Moreover, as elementary and middle schools de-emphasize social studies in their efforts to meet federal and state testing requirements in math, reading and writing, you have to wonder how students will get the education in democracy that buttresses their ability to participate as adults in our democracy. As former Supreme Court Justice Sandra Day O'Connor and former Colorado Governor Roy Romer put it in a 2006 op-ed column, "Most young people today simply do not have an adequate understanding of how our government and political system work, and they are thus not well prepared to participate as citizens."

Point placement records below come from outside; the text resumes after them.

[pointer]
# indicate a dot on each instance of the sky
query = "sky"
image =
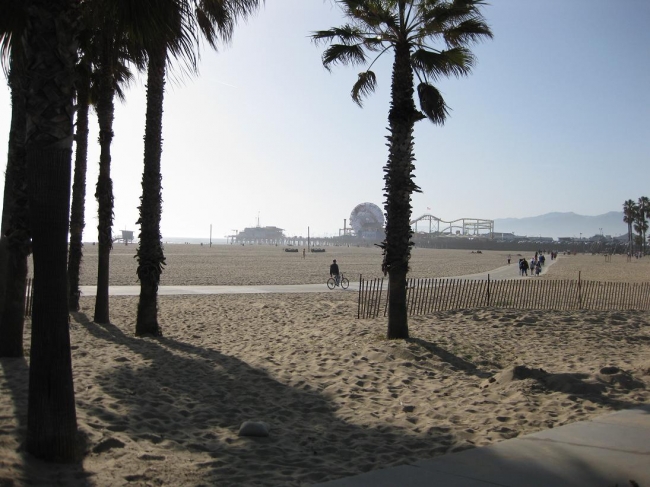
(555, 117)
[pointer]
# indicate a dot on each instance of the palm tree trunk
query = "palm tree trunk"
(16, 244)
(50, 57)
(398, 189)
(77, 223)
(150, 254)
(104, 193)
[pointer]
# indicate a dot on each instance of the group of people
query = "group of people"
(535, 265)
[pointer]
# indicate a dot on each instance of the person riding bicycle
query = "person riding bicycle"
(334, 271)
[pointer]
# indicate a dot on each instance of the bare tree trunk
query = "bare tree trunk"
(51, 51)
(150, 252)
(398, 189)
(16, 244)
(77, 223)
(104, 192)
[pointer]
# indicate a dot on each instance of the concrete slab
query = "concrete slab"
(403, 476)
(606, 452)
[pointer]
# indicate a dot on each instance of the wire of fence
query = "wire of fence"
(425, 296)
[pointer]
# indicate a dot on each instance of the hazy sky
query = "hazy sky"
(555, 117)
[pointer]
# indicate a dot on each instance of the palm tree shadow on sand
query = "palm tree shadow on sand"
(32, 470)
(308, 442)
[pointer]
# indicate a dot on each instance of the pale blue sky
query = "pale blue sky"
(555, 117)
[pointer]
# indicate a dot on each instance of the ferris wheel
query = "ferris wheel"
(366, 217)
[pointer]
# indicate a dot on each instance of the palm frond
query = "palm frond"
(364, 86)
(347, 34)
(457, 61)
(373, 13)
(343, 54)
(432, 103)
(467, 32)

There are some ambitious efforts to counter this state of affairs. As part of our work at the Center on Congress, we partner with the Center for Civic Education and the National Conference of State Legislatures to promote a sustained commitment to civics instruction from kindergarten through college. Justice O'Connor is spearheading a program to teach middle-school students about the judiciary and government in general. Former Congressman Abner Mikva has created a program giving students in the Chicago Public Schools a chance to volunteer for political campaigns, work as election judges at polling places, learn how to advocate for policy change, and develop leadership skills in addressing issues affecting their own schools.
And election officials across the country are backing state efforts to lower the minimum age for poll workers to 16, which would give young people a firsthand view of how elections run while tapping their expertise with technology.
As creative and vital as these and other projects may be, the vacuum they're trying to address is enormous. What we need is a cultural change in our schools and our communities that sees an adequate civic education as being every bit as important as math and reading, and that encourages students to participate in the everyday life of our political system. There is no better way of ensuring that our democracy remains healthy from one generation to the next.